How America Lost Its Secrets: Edward Snowden, the Man and the Theft
By Edward Jay Epstein
359 pages, $27.95
• Edward Snowden is an American patriot. He saw a wrong within his government and told the world about it – a courageous act of true patriotism.
• Edward Snowden is a traitor. He revealed secrets about his government’s espionage methods, secrets that endangered lives, embarrassed his country and crippled its intelligence network.
The author offers both propositions in Secrets, but doesn’t hide the one he chooses.
He delves deeply into Snowden’s life, follows him through various jobs and the circuitous route Snowden took to elude authorities so he could drop his bombshell.
But he also takes to task government officials for ignoring signals that Snowden was unfit for sensitive intelligence-gathering work and criticizes the private corporation that hired him for not caring about the lack of his qualifications.
Today Snowden lives in Russia, outside the reach of U.S. prosecutors who want to put him behind bars for treason. He fled there from Hong Kong, where he provided chosen journalists with the keys to unlock the secrets of the nation’s covert tactics in gaining information.
The revelations caused a stir that has lingered for nearly four years.
How could a low-level employe of a government contractor not only gain access to, but also steal top-secret methods and procedures? How could the theft go unnoticed for days while the thief made his way to Hong Kong with the treasure trove?
Epstein provides an answer to the former but not the latter.
His subject’s employment history foretells the intelligence crisis he triggered. Hired as a computer technician by the CIA, he was put under investigation for improperly attempting to access information not available to him.
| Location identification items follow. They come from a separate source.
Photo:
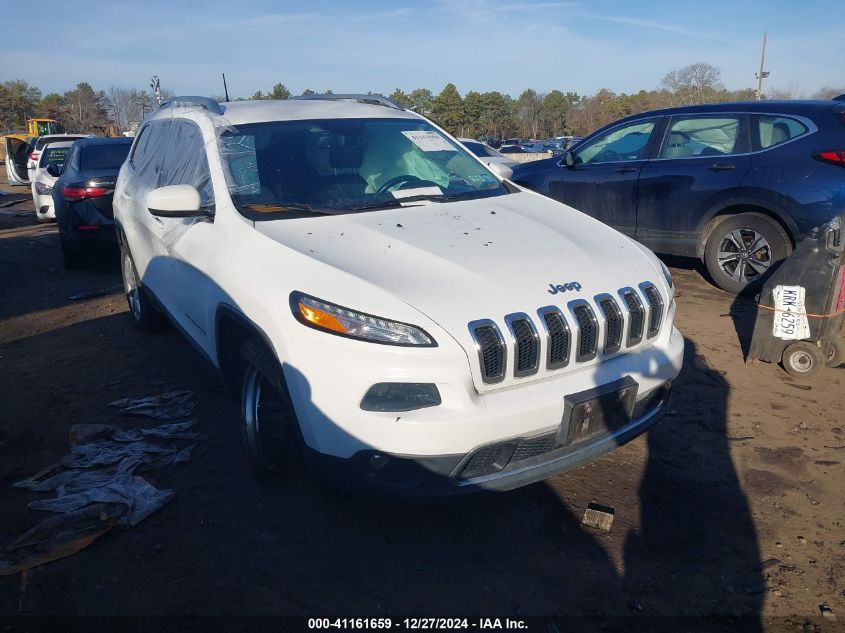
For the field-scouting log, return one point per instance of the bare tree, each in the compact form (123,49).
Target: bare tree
(529,107)
(829,93)
(692,84)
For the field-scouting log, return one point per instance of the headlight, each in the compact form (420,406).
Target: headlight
(336,319)
(42,189)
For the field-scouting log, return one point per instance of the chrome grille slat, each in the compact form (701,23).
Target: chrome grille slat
(636,316)
(558,337)
(492,354)
(587,340)
(655,313)
(526,344)
(613,323)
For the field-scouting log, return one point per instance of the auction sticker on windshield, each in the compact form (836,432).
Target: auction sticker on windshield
(791,322)
(429,141)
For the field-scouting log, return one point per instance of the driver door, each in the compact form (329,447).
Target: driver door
(601,178)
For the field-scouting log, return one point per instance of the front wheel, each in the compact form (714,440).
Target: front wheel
(268,422)
(803,359)
(743,249)
(145,314)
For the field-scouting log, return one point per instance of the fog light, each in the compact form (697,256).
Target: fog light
(400,396)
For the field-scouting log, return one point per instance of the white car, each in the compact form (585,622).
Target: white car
(38,145)
(42,182)
(487,154)
(383,302)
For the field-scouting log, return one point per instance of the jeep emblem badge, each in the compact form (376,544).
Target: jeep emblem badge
(555,289)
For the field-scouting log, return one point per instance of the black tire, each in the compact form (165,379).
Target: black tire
(72,255)
(142,310)
(803,359)
(742,250)
(269,425)
(836,353)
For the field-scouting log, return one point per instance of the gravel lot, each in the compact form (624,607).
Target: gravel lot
(732,505)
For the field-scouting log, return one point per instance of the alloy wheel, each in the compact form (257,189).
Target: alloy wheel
(130,287)
(744,255)
(264,419)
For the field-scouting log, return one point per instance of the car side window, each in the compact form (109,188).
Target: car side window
(690,137)
(185,162)
(628,142)
(147,161)
(772,130)
(70,158)
(140,146)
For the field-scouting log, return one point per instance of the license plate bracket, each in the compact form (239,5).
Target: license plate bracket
(597,410)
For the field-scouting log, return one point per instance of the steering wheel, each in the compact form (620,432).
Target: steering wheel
(404,178)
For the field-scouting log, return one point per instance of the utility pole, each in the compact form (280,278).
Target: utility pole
(156,86)
(763,73)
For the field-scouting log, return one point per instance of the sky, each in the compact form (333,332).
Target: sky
(380,45)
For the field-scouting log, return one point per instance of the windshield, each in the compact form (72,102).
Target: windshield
(105,156)
(48,127)
(53,156)
(341,165)
(481,150)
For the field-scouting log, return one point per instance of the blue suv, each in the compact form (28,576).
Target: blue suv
(734,184)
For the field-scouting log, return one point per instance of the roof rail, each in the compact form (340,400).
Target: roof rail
(204,102)
(372,99)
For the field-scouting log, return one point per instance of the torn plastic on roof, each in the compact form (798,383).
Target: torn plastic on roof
(181,157)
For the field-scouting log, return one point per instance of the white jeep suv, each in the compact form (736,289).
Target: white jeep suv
(383,302)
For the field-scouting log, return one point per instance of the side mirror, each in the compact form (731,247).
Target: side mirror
(175,201)
(502,171)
But, fearing dismissal and loss of his top-secret security clearance, he resigned, only to be hired by a private corporation contracted by the National Security Agency to do intelligence work.
He was an attractive prospect because he still carried the desired clearance necessary to work for the contractor. But he was intent on working inside the NSA. So he cyberly pilfered the agency’s application exam, passed it with flying colors … and was turned down.
His next move was to another contractor that did higher level intelligence work for the NSA.
It’s these steps, coupled with what Epstein describes as Snowden’s disenchantment with the government, as expressed on social media under aliases, that laid the groundwork for the tumult that followed.
What apparently angered Snowden most was the NSA’s domestic intelligence-gathering, the collection of phone calls from and to U.S. citizens from overseas. Snowden the patriot.
Then why, Epstein argues, did Snowden also reveal secrets about how the NSA and other spy networks compiled data on other countries and other spy agencies? Snowden the traitor.
And it is in that vein that Epstein labels Snowden, not a whistleblower deserving of praise, but a renegade hell bent on revenge for perceived slights.
The revenge, he asserts, was devastating. It not only showed friends and foes how the U.S. gathered information; maybe even more devastating, it showed from whom information was gathered.
“The quantity of stolen documents, 1.7 million, does not necessarily reveal the damage and can itself be misleading,” Epstein writes. “The quality of some of these documents is another matter,” he adds, then notes several of the documents were road maps to secret operations and of “immense value” to the nation’s enemies.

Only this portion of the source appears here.